Re: What does this tell me?

Lists: pgsql-performance
From: "Josh Berkus" <josh(at)agliodbs(dot)com>
To: pgsql-performance(at)postgresql(dot)org
Subject: What does this tell me?
Date: 2002-10-09 03:46:12
Message-ID: web-1776486@davinci.ethosmedia.com
Views: Raw Message | Whole Thread | Download mbox | Resend email
Lists: pgsql-performance

Folks,

I'm still having trouble with my massive data transformation procedures
taking forever to finish. Particularly, many of them will get about
1/2 way through, and then I will start seeing this in the log:

2002-10-08 20:37:13 DEBUG: recycled transaction log file
0000000A000000E4
2002-10-08 20:37:13 DEBUG: recycled transaction log file
0000000A000000E5
2002-10-08 20:37:13 DEBUG: recycled transaction log file
0000000A000000E6
2002-10-08 20:37:13 DEBUG: recycled transaction log file
0000000A000000E7
2002-10-08 20:37:13 DEBUG: recycled transaction log file
0000000A000000E8
2002-10-08 20:37:13 DEBUG: recycled transaction log file
0000000A000000E9
2002-10-08 20:37:13 DEBUG: recycled transaction log file
0000000A000000EA
2002-10-08 20:37:13 DEBUG: recycled transaction log file
0000000A000000EB
2002-10-08 20:37:13 DEBUG: recycled transaction log file
0000000A000000EC
2002-10-08 20:37:13 DEBUG: recycled transaction log file
0000000A000000ED
2002-10-08 20:37:13 DEBUG: recycled transaction log file
0000000A000000EE
2002-10-08 20:37:13 DEBUG: recycled transaction log file
0000000A000000EF
2002-10-08 20:37:13 DEBUG: reaping dead processes
2002-10-08 20:37:13 DEBUG: child process (pid 15270) exited with exit
code 0

... repeat ad nauseum.

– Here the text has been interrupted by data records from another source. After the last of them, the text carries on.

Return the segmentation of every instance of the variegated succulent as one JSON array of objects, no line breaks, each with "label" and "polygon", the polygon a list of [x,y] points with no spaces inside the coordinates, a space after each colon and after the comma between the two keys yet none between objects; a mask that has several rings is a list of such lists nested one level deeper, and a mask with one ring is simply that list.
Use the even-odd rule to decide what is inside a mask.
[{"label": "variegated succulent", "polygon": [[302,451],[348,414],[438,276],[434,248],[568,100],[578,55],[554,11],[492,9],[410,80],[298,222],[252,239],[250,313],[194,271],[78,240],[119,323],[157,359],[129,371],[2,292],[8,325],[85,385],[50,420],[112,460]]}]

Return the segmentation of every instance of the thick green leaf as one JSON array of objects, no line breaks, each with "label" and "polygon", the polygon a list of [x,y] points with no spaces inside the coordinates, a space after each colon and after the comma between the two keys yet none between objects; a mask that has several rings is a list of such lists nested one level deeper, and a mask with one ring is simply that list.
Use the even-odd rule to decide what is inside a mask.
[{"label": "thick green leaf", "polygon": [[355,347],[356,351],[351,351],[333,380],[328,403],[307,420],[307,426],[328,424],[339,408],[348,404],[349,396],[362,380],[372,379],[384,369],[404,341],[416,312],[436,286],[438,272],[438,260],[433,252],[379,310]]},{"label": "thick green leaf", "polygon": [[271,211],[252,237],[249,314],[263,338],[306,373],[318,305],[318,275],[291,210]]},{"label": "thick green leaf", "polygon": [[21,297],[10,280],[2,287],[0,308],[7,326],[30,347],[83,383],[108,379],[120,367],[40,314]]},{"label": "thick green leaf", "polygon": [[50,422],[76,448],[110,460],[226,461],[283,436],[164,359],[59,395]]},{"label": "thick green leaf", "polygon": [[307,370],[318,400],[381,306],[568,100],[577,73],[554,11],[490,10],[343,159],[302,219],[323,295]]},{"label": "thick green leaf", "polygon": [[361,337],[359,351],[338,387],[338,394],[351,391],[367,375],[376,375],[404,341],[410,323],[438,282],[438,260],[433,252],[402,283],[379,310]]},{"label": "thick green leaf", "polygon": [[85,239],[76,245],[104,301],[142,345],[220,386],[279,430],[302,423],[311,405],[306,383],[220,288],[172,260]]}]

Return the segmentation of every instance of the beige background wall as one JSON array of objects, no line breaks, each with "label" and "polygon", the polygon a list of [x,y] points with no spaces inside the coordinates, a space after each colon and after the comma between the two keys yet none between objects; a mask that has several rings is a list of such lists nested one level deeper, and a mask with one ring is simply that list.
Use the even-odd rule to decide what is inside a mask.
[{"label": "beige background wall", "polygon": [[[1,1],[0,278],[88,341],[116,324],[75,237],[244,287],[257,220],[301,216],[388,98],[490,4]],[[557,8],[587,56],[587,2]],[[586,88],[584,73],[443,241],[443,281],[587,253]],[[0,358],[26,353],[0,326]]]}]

The problem is, each "recycle transaction log
... reaping dead child process" cycle takes about 4-7 minutes ...
meaning that the procedure can take up to 1/2 hour to finish, and
sometimes not finish at all.

Obviously, the system is telling me that it is running out of resources
somehow. But I'm at my wit's end to figure out what resources,
exactly. Suggestions?

-Josh Berkus


From: Bruce Momjian <pgman(at)candle(dot)pha(dot)pa(dot)us>
To: Josh Berkus <josh(at)agliodbs(dot)com>
Cc: pgsql-performance(at)postgresql(dot)org
Subject: Re: What does this tell me?
Date: 2002-10-09 03:49:36
Message-ID: 200210090349.g993nab27932@candle.pha.pa.us
Views: Raw Message | Whole Thread | Download mbox | Resend email
Lists: pgsql-performance


I think all it means is that is doesn't need some of the pg_clog files
and is reusing them, basically meaning you are pushing through lots of
transactions. I don't see it as a problem.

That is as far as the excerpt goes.